After a year-long hiatus, the annual AI Debate, hosted by Montreal.AI and NYU Professor Emeritus and AI expert Gary Marcus, returned last Friday exclusively in a virtual format, as it did in 2020.
This year’s debate, titled “AI Debate 3: The AI Debate,” focused on the concept of artificial general intelligence, that is, the notion of a machine capable of integrating multiple human-like thinking abilities.
While previous debates brought together a number of AI scientists, last Friday’s meeting brought together 16 participants from a much wider range of professionals, including American linguist and activist Noam Chomsky.
What do AI models tell us about language and thinking?
To open up the discussion, Gary Marcus embarked on a humorous recap of “a very brief history of AI.” Contrary to the enthusiasm of the decade following ImageNet’s historic success, he says, the “promise” of machines to do different things has not borne fruit. He cited his own New Yorker article that cast a shadow over the issue. However, the AI specialist believes that “poking fun at naysayers has become a hobby” and that his and others’ criticisms have taken a back seat to the enthusiasm for AI.
However, in late 2022, “the narrative started to change,” he noted. He cites headlines about the delayed release of Apple’s self-driving car and negative comments from Meta’s Yann LeCun as examples. But so is the critical essay “Artificial Intelligence Meets Natural Stupidity” by the late Drew McDermott of MIT’s Artificial Intelligence Laboratory, who died this year.
After this introduction, Noam Chomsky didn’t take it lightly either, insisting on what can’t be achieved with current approaches to AI.
Systems “tell us nothing about […] what does it mean to be human
“Important musings are circulating in the media about the miraculous achievements of TGP-3 and its descendants, most recently ChatGPT, and comparable achievements in other fields, and their implications for fundamental questions about human nature,” says the renowned linguist. But “besides usefulness, what do we learn from these approaches about cognition, thinking, in particular, about language, an important component of human cognition”? – he asked. “Many flaws have been found in large language models,” and “by design, the system does not distinguish between possible and impossible languages,” he notes.

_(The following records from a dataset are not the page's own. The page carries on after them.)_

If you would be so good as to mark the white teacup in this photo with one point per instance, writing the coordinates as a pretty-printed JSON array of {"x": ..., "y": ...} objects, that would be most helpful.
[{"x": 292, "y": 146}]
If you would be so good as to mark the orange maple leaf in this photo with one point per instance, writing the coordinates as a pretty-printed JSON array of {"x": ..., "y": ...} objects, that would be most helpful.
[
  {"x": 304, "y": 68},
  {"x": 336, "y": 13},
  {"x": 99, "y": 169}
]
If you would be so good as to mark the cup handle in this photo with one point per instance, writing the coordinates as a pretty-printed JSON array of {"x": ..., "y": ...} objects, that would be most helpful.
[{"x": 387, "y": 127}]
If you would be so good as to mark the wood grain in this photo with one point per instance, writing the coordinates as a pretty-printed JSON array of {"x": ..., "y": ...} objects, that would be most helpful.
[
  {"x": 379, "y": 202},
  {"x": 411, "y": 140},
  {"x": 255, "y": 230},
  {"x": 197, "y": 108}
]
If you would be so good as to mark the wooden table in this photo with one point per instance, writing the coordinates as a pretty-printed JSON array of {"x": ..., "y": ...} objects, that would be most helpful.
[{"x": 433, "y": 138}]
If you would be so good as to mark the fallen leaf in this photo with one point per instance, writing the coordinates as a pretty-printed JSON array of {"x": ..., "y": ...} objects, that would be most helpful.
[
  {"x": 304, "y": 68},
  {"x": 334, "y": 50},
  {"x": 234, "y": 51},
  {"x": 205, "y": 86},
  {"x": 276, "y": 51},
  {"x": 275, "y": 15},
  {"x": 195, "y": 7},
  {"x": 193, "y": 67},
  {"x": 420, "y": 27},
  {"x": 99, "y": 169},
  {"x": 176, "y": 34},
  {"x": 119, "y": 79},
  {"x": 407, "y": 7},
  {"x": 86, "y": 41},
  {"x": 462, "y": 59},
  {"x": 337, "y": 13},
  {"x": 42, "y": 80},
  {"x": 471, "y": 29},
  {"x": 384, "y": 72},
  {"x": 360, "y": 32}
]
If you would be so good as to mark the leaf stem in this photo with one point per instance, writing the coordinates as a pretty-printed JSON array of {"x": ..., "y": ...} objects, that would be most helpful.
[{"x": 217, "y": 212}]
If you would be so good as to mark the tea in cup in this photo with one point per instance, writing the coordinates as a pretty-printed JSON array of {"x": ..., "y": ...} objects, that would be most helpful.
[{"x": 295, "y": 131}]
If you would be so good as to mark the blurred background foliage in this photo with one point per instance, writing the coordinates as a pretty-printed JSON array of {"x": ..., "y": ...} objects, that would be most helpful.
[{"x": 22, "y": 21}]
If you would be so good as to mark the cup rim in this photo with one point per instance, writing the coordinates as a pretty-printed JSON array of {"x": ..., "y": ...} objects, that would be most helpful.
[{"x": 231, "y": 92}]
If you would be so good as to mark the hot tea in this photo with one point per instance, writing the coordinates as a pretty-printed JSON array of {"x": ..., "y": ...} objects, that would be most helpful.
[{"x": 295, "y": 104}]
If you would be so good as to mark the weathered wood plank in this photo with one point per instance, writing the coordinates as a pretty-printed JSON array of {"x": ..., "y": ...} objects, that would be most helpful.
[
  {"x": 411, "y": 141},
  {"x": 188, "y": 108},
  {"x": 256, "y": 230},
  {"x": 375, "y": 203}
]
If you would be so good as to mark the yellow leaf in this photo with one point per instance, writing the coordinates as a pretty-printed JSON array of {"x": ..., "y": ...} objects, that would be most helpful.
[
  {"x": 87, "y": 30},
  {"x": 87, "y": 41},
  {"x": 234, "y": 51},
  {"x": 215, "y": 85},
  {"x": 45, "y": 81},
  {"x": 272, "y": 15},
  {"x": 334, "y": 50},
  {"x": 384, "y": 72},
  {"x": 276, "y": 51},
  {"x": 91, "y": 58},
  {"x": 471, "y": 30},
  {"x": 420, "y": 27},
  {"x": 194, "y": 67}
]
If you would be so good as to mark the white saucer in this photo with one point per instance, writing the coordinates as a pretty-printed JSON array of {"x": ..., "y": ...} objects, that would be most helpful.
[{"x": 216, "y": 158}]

And to continue: “The more systems improve, the deeper the failure becomes.” […] They tell us nothing about language and thought, about cognition in general, or about what it means to be human. We understand this very well in other areas. No one would pay attention to the theory of elementary particles, which at least did not distinguish between the possible and the impossible. […] Is there anything worthwhile in, say, GPT-3 or more complex systems like this? Finding them is quite difficult. One might wonder what is the point? Could there be another AI, one that was the goal of pioneers in the discipline such as Turing, Newell, and Simon, as well as Minsky, who saw AI as part of an emerging cognitive science, an AI that would help understand thought, language, cognition, and other areas? that would help answer questions that have prevailed for millennia (…)? »
According to Noam Chomsky, today’s impressive language models such as ChatGPT “tell us nothing about language and thinking, about cognition in general, or about what it means to be human.” According to him, to answer the Delphic Oracle’s question about who we are, another type of AI is needed. Image: Montreal.ai and Gary Markus.

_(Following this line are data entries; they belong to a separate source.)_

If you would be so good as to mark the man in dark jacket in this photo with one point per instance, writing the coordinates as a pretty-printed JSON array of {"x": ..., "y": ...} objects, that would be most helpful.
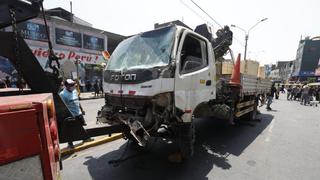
[{"x": 270, "y": 96}]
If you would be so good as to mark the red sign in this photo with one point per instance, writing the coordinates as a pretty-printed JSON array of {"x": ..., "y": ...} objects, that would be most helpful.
[{"x": 42, "y": 55}]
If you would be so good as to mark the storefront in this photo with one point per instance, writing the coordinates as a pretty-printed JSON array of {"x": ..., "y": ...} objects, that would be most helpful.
[{"x": 71, "y": 42}]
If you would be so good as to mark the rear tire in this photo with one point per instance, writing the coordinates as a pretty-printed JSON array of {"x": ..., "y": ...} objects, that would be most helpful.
[{"x": 130, "y": 137}]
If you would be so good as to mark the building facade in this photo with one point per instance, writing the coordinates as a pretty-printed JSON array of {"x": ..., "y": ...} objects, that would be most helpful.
[
  {"x": 307, "y": 58},
  {"x": 72, "y": 39}
]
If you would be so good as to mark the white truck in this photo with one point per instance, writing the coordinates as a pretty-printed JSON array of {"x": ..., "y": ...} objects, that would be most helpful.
[{"x": 158, "y": 81}]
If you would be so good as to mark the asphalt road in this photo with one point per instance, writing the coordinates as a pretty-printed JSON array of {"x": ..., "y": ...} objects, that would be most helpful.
[{"x": 284, "y": 145}]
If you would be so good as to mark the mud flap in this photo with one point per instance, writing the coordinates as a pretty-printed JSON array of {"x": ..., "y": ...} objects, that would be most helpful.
[{"x": 71, "y": 130}]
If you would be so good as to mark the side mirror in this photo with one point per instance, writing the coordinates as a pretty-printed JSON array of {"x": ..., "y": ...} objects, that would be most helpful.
[{"x": 190, "y": 65}]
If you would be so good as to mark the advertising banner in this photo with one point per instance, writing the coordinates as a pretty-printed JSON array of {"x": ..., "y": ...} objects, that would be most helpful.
[
  {"x": 42, "y": 55},
  {"x": 93, "y": 43},
  {"x": 68, "y": 38}
]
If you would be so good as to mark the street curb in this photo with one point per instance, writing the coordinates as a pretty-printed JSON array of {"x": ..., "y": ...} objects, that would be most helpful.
[{"x": 86, "y": 145}]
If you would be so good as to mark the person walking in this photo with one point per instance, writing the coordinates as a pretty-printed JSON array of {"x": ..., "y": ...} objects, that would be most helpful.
[
  {"x": 289, "y": 92},
  {"x": 88, "y": 86},
  {"x": 277, "y": 91},
  {"x": 7, "y": 81},
  {"x": 270, "y": 96},
  {"x": 304, "y": 95},
  {"x": 69, "y": 96},
  {"x": 96, "y": 88}
]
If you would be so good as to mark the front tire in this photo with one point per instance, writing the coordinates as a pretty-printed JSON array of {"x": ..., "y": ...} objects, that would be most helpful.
[{"x": 186, "y": 139}]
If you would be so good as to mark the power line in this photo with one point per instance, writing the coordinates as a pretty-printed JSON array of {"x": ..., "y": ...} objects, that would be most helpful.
[
  {"x": 195, "y": 12},
  {"x": 206, "y": 14},
  {"x": 237, "y": 40}
]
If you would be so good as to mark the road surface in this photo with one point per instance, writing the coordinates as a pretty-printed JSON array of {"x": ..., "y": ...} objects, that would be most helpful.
[{"x": 284, "y": 145}]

Picking up on Noam Chomsky, Gary Marcus mentioned the four unresolved elements of cognition: abstraction, reasoning, compositionality, and facticity. He then went on to show clear examples of programs like GPT-3 failing on every count. For example, when it comes to “factuality”, deep learning programs don’t store models of the world from which to draw conclusions.
Central place of language
Gary Marcus interviewed Noam Chomsky about the concept of “innateness” found in his writings, that is, the idea that something is “built into” the human mind. Should AI pay more attention to innateness?
In the words of Noam Chomsky, “any form of growth and development from an initial state to a stable state involves three factors.” First, it is the internal structure of the initial state. The second concerns “incoming data”. Meanwhile, the third covers the “general laws of nature.” “It turns out that innate structure plays an exceptional role in all areas that we discover,” he insists.
Things that are seen as a paradigmatic example of learning, such as language acquisition, “once you start taking it apart, you find that the data has almost no effect; the pattern of phonological possibilities has a huge limiting effect on the types of sounds even an infant will hear. […]. The concepts are very rich, almost no evidence is required to acquire them […] “.
According to the linguist, there are practically no genetic differences between people. He explains that language has not changed since the advent of man, as evidenced by the fact that any child in any culture is capable of mastering a language. Thus, Noam Chomsky suggests that language is at the heart of AI in order to understand what makes humans as unique as a species.